Account spoke out back in June when it presented its findings to the council’s Living in Hackney scrutiny commission, which show that many young people it has spoken to believe that they were singled out because of their race for “disproportionate or excessive treatment”.
The group’s research also shows that many young Black men believed they were stereotyped as gang members by police from a young age, which could have a “traumatic impact on their sense of identity”.
Account have highlighted through their work the feelings of powerlessness, exclusion and humiliation brought on by the use of handcuffs, a lack of trust in the police amongst young people, with many saying they would not call the Met to help them, and the lasting impact of the death of Rashan Charles following contact with a police officer in 2017, with the accompanying perception that the police “got away with it”.
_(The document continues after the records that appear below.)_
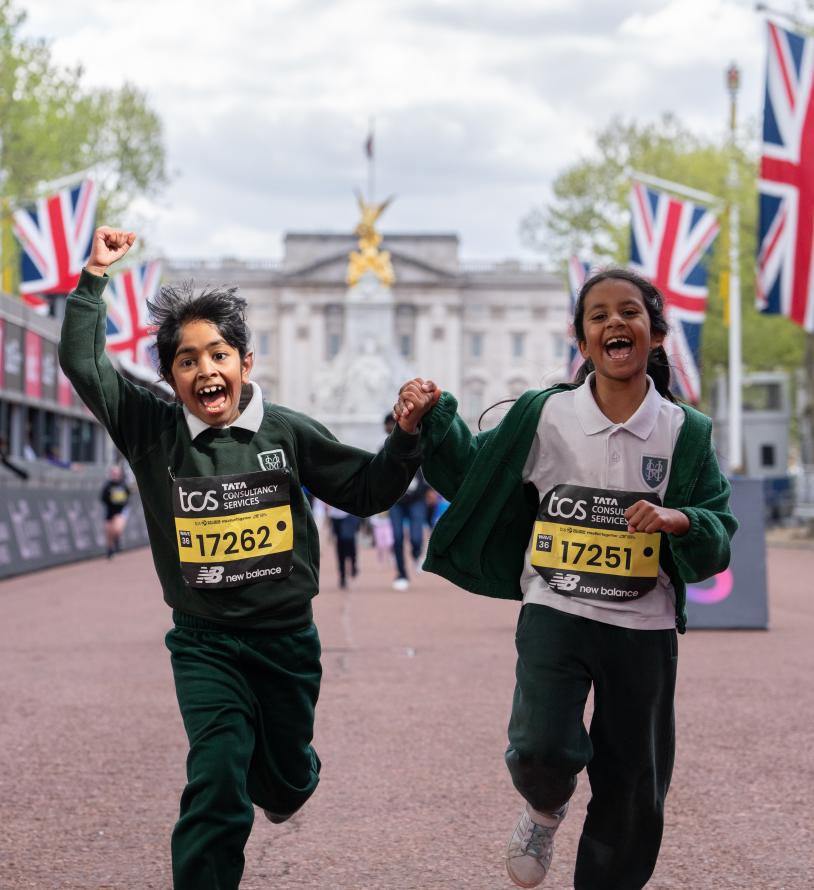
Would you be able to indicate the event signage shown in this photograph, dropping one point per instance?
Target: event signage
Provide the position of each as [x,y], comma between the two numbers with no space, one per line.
[40,528]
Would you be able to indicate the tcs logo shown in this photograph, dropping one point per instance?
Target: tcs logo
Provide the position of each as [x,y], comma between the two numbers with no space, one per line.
[196,501]
[566,508]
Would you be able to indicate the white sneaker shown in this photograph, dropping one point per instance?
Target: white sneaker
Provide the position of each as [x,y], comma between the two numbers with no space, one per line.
[529,855]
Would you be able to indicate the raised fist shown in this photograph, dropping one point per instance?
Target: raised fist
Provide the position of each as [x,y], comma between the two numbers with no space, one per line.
[108,245]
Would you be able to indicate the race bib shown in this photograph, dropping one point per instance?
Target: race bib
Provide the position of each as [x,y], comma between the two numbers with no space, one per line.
[234,530]
[581,545]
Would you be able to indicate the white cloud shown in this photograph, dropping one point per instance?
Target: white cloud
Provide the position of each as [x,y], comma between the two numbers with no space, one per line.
[477,106]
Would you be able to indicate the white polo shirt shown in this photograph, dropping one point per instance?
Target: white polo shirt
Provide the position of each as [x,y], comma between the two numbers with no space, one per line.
[576,444]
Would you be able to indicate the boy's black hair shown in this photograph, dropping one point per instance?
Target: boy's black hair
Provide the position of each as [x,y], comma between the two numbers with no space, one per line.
[658,365]
[173,307]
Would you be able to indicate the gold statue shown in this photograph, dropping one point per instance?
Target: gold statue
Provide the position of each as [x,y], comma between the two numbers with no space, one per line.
[368,258]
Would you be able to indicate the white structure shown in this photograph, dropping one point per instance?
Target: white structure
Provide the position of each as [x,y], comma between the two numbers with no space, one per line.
[484,331]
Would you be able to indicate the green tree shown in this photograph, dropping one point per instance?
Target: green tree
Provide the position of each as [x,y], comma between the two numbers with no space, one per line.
[589,216]
[51,126]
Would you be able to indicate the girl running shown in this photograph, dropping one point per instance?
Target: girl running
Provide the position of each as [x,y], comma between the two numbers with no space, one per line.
[594,503]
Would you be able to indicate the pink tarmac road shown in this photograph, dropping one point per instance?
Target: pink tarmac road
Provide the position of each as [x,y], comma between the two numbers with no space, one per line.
[410,727]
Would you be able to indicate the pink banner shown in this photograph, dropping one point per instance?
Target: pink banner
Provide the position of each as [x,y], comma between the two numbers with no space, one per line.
[33,365]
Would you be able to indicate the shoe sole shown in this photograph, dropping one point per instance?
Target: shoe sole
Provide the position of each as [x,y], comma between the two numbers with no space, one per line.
[518,883]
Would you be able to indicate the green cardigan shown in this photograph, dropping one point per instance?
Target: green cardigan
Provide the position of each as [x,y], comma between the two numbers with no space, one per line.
[480,541]
[154,437]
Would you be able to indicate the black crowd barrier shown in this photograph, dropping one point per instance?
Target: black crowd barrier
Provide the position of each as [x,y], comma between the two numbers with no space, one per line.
[46,526]
[738,597]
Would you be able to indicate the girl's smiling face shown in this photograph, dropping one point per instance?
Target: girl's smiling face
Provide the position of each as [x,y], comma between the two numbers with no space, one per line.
[618,334]
[208,373]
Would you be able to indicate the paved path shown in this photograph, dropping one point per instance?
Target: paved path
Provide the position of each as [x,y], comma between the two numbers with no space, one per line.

The monitoring group has now made a number of recommendations for local police, including improvements in the use of body-worn cameras, for Barnett’s force to sign up to the Home Office Best Use of Stop and Search (BUSS) scheme, and for handcuff usage and its impact on community relations to be independently evaluated.
Account also made a number of specific asks of Hackney Council and the Met more generally, including council-run mental health support for victims of police misconduct, and a “meaningful public apology” from police for past injusticies, with cases to be reopened where appropriate.
The group in particular points to its findings on ‘positive outcomes’ in stops and searches locally as significant in response to claims made by the Metropolitan Police that race disproportionality in the policy can be explained by higher perpetrator and offending rates among Black people.
Account argue that if this were the case, positive outcomes, whereby an officer finds a prohibited item during a search, should remain equal across all ethnicities.
However, according to the group’s findings for the past 12 months, 10,831 searches in Hackney led to 2,392 positive outcomes, showing a ‘hit rate’ of roughly 22.1 per cent, with the outcome rate dropping to 17.6 per cent among Black males aged 15-24, when compared to a positive outcome rate of 21.9 per cent for young white men of the same category.
For the 15-19 age group among Black males, the positive outcome rate is 14.3 per cent, in comparison to 18 per cent for young white men of the same age category.
For drug searches, 17 per cent of those carried out on Black males aged 15-19 led to a positive outcome, in comparison to a 22.9 per cent rate for young white men of the same age.
Account’s head of research David Smith: “Research is important to everything that we do at Account. People don’t expect young people to be armed with their own evidence. Research gives us the ability to go out and seek a deeper meaning to the things that get presented to us.
“We don’t have to accept the story presented to us in the media, by the government, or by other institutions. Our findings shone a light on a series of issues facing young people.
“We learned that many young people would not call on police to help them when they needed it. We saw a deep disconnect in trust. A big part of this seemed to come from the fear of criminalisation among young Black men specifically. Stereotyped as gang members or criminals, they felt they couldn’t turn to police for help.
“We heard countless accounts of wrongful stop and search and accounts of excessive uses of force. We heard about the trauma and the pain this caused. We saw first-hand the effect this was having on widening the gap between the police and the community.
“We want our research to raise awareness of these issues – not just in the media and politics – but also in our own community. Too many young people we work with grow up blaming themselves for the injustices they face. They internalise the negativity that is all around them and turn that violence on themselves.
“We want young people to be able to grow up to be bigger and better than the stereotypes our institutions put on them. We want to see them stand tall, walk with confidence, lesser than no one.”